When we think of missionary work, we often imagine door-to-door evangelism, outdoor crusades, or planting new churches. Sometimes we envision taking the gospel where it has never gone and throngs of converts responding to our gospel message. Of course, these things (and many more) are vital to the missionary task. Yet, 1 Timothy also clarifies that theological education is just as necessary. In 2 Timothy 4, Paul later tells his young disciple Timothy to “do the work of an evangelist.” However, in that same passage, he begins with an admonition to “preach the word” because the time would come when false teachers would mislead God’s people. In 1 Timothy 1, it seems that Timothy’s primary role was to be a Bible teacher in Ephesus. This work is an often-overlooked aspect of missions because it is hard work, requires time and dedication, and, frankly, is relegated to secondary importance by some.

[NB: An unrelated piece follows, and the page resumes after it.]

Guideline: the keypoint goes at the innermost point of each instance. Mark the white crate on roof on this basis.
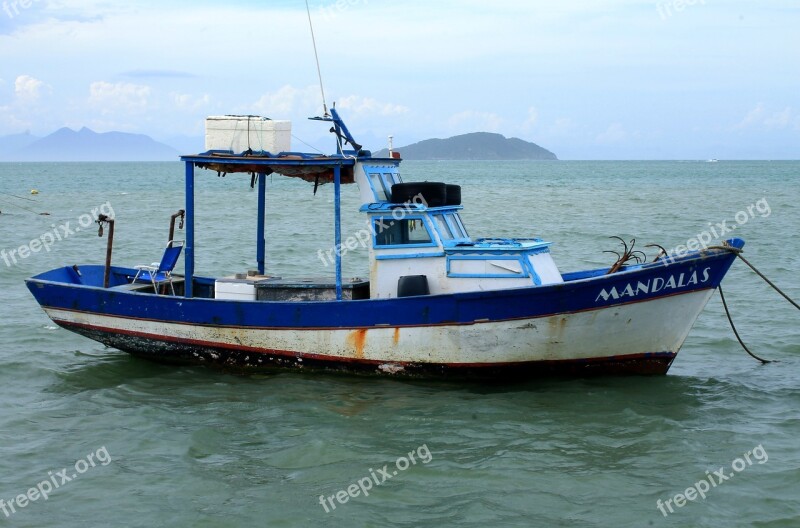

Timothy was charged to come alongside the fledgling churches in Ephesus and teach them sound doctrine. He was charged to make sure they knew the truth of God’s word and were committed to staying true to it rather than deviating into error or heresy. Left without a guide or a sound foundation in God’s word, churches tend to drift towards arguments about meaningless things, or worse, drift towards heretical self-serving doctrines. Theological education is vital to the missionary task because missions is more than just getting converts. We are charged to make disciples and educate them so they can teach others and grow the church in depth as well as width. Theological education is missionary in nature because healthy churches reproduce and win the lost. Unhealthy churches will either fail to reproduce or, even worse, propagate more unhealthy churches and doctrines.


1 Comment

Joy · August 15, 2023 at 12:50 pm

Thank you for your insight on educating new disciples. Our church is reading 1 Timothy daily and this adds to what was shared in today’s study. Appreciate your faithful service to teaching others.